J`ai rencontré Koné Tiémoko, l`actuel président du Conseil général de Tengréla en compagnie de Sylla Youssouf, Madiara Coulibaly, Cheick Camara puisque ce sont eux qui étaient à la tête du comité de crise chargé de gérer le parti. Je leur ai parlé du projet de fédérer les « grins ». A l`époque, le Rdr avait été présenté comme le parti qui a financé la rébellion et son président n`étant pas là, l`intention affichée de Laurent Gbagbo était la suspension voire l`interdiction du Rdr. C`est donc en vue de défendre les idées mais aussi les intérêts du Rdr que Koné Tiémoko, Youssouf Sylla, Madiara Coulibaly, Cheick Camara et autres ont mis sur pied ce comité afin d`éviter que le parti soit absent aux débats, notamment celui que le premier médiateur dans la crise ivoirienne, le président Togolais Gnassingbé Eyadema devait avoir avec la classe politique. Il faut donc leur rendre hommage pour ce travail. Quand Koné Tiémoko et moi nous nous sommes retrouvés, il s`est agi de voir comment animer la base pour éviter que la dispersion des militants ne conduise à tuer le parti. C`est à cet instant que l`idée des « grins » m`est venue en tête. Dans les « grins », les gens se retrouvent généralement par affinité ethnique, régionale ou religieuse. Ils se connaissent donc très bien et peuvent se parler en toute sécurité, sans crainte d`être espionnés. Il existe des codes pour changer de sujet quand un étranger ou une personne suspecte est présente. J`ai donc informé Koné Tiémoko sur la façon dont j`entendais conduire ma mission. Et j`ai commencé à travailler.
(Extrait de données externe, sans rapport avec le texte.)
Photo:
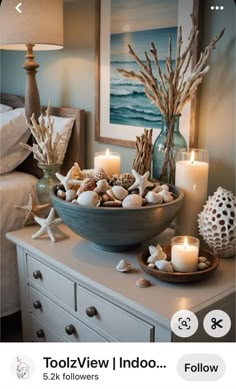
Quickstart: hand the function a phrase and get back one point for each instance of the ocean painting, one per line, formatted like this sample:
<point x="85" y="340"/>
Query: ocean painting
<point x="128" y="103"/>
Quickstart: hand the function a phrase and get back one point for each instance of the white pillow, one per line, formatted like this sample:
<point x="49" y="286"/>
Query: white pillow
<point x="5" y="108"/>
<point x="62" y="126"/>
<point x="13" y="130"/>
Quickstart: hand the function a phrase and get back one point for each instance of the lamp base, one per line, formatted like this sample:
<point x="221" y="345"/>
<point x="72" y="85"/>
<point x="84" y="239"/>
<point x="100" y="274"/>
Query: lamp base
<point x="32" y="100"/>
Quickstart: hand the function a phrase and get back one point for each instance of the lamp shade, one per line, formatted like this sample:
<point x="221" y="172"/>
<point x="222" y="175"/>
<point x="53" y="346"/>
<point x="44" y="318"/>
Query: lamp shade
<point x="39" y="23"/>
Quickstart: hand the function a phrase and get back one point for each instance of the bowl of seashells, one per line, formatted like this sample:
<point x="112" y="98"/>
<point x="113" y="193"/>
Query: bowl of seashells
<point x="115" y="213"/>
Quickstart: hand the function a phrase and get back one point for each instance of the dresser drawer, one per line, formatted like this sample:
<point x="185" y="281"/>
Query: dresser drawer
<point x="120" y="324"/>
<point x="59" y="320"/>
<point x="57" y="285"/>
<point x="41" y="332"/>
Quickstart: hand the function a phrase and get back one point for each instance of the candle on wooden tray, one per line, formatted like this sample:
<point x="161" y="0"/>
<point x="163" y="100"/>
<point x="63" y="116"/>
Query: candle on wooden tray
<point x="191" y="176"/>
<point x="184" y="253"/>
<point x="108" y="161"/>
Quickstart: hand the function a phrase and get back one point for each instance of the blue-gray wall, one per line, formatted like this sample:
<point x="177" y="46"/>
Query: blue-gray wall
<point x="67" y="78"/>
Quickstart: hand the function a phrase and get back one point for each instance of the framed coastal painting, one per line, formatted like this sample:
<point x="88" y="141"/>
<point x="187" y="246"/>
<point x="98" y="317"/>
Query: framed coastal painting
<point x="122" y="108"/>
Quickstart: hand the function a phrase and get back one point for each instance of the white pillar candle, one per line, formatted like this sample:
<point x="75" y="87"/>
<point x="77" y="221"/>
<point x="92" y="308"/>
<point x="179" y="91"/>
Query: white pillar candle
<point x="192" y="177"/>
<point x="184" y="254"/>
<point x="108" y="161"/>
Nous profitions des causeries dans les «grins » pour remobiliser les militants. Et lorsque des militants étaient arrêtés, nous profitions également de ces « grins » pour faire circuler l`information afin que les voies et moyens pour leur libération soient explorés. Nous avions donc fait des fiches d`adhésion qui nous ont permis d`immatriculer tous les militants. Les choses ont marché à merveille et nous avons pu faire ce que nous avions à faire.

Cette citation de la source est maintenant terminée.